Risk Analysis Report
22 March 2002
This document is a risk analysis report for the NEUMES Project. The aim of the report is to identify the main risks right now, and give an analysis of the risks. The two main risks are how to check the syntax of the Unicode NEUMES data in the XML tags and how to ensure backward compatibility between NeumesXML and the Digital Scriptorium Transcription DTD.
§ Check Syntax of the Unicode NEUMES data
The motivation for checking the syntax of the Unicode NEUMES data is to verify that a NeumesXML document is not only well-formed but that it is also a Schema-valid document. A NeumesXML document could be a well-formed XML document but it may not necessarily be NeumesXML Schema-valid or contain gramatically-correct strings of NEUMES transcription characters. Only well-formed and NeumesXML-valid documents should be processed. A context-free grammar for NEUMES data already exists. If an XML Schema is created for the context-free grammar, existing parsers can be used to perform validation not just on the meta-data but also on transcription character strings. The Xerces parser is freely available and can be used for this purpose. Xerces supports UTF-8.
The other model for performing XML validation is to write the actual Java code. The Java Architecture for XML Binding (JAXB) is an architecture that provides an API [application programming interface] and tools that automate the mapping between XML documents and Java objects. An XML Schema definition is mapped into Java classes and these classes perform the validation. The JAXB advocates argue that the generated classes perform validation faster than a SAX or DOM parser. However, the drawbacks with this approach are that JAXB is only in the early access stages and it does not yet support XML Schema. Given these restrictions it would be necessary to roll-your own implementation of the JAXB specification and this would be far more labor intensive than using existing parsers to perform validation. See, http://java.sun.com/xml/jaxb/ for more information on JAXB.
A risk involved with Xerces parser is that it is a proprietary program. I believe the risks involved with this are minimal, because Xerces has an excellent reputation and there has been widespread adoption of the parser. Xerces releases new versions on a regular basis and the project is aware of standards development. The Xerces Project is part of the Apache Software Foundation . If JAXB were not in early access, I would also have minimal reservations about using their proprietary software.

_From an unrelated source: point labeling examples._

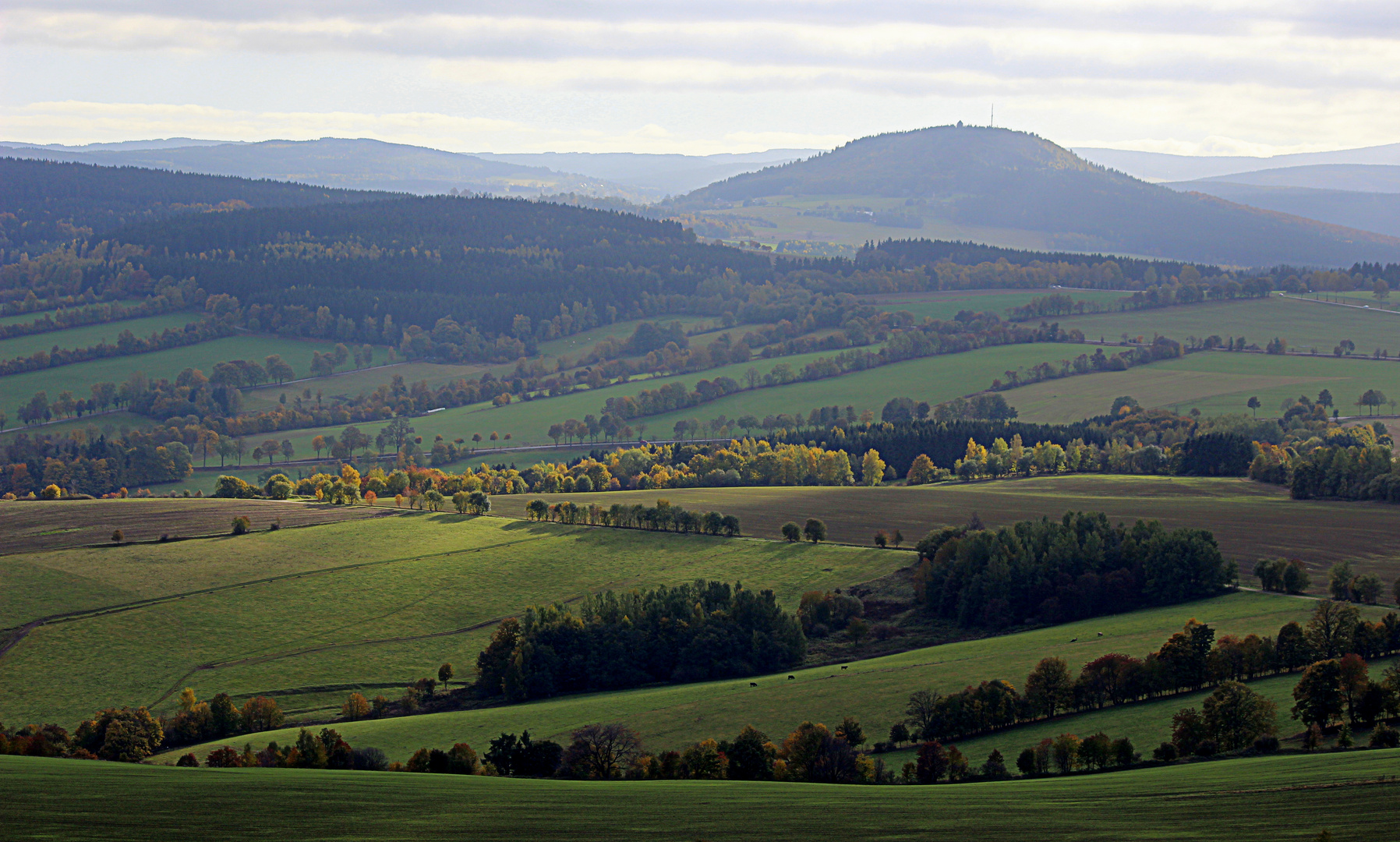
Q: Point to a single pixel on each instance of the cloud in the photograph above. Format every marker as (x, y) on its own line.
(1236, 75)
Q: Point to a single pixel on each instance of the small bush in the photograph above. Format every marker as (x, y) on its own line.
(1385, 738)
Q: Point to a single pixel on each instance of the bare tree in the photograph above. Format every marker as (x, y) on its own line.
(603, 752)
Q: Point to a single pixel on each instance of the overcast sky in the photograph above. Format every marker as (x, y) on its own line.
(1220, 77)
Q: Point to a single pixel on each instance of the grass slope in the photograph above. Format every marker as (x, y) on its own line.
(1146, 723)
(1303, 324)
(391, 601)
(1249, 520)
(79, 377)
(1215, 383)
(946, 304)
(874, 690)
(1266, 799)
(84, 337)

§ Backward Compatibility between NeumesXML and the Digital Scriptorium Transcription DTD
One of the main goals for this project is to provide backward compatibility between NeumesXML and the Digital Scriptorium DTD. The two main benefits to backward compatibility are that there is not duplication of effort in transcribing documents that contain text and music notation and that users can switch between text-only and text-and-chant examination. The main risk associated with these goals is that the Digital Scriptorium Transcription is defined as a DTD, and the NEUMES project will be defining an XML Schema for the NeumesXML data. DTD and XML Schema are not very compatible. There are three approaches to solving this problem.
1. All DTD solution
If the Digital Scriptorium folks update their DTD with a <NEUMES> tag and the NEUMES Project develops a NeumesXML DTD that would reference the Digital Scriptorium DTD, backward compatibility is guaranteed. However, the risks associated with this approach are high, because DTD syntax does not support the types of validation needed for NEUMES transcription data. [Remark that a NeumesXML DTD does exist (see, NeumesXML.dtd under 'Data Representation') that covers all the elements of the NeumesXML Schema. Solution #1 is currently infeasible, however, due to the fact that Digital Scriptorium represents meta-data about manuscript sources as character data, but NeumesXML represents these meta-data as attributes of tags. These two coding methods are formally equivalent (viz., either of them can be transformed into the other automatically), but they cannot be mixed in a Schema-valid transcription file. - l.b.]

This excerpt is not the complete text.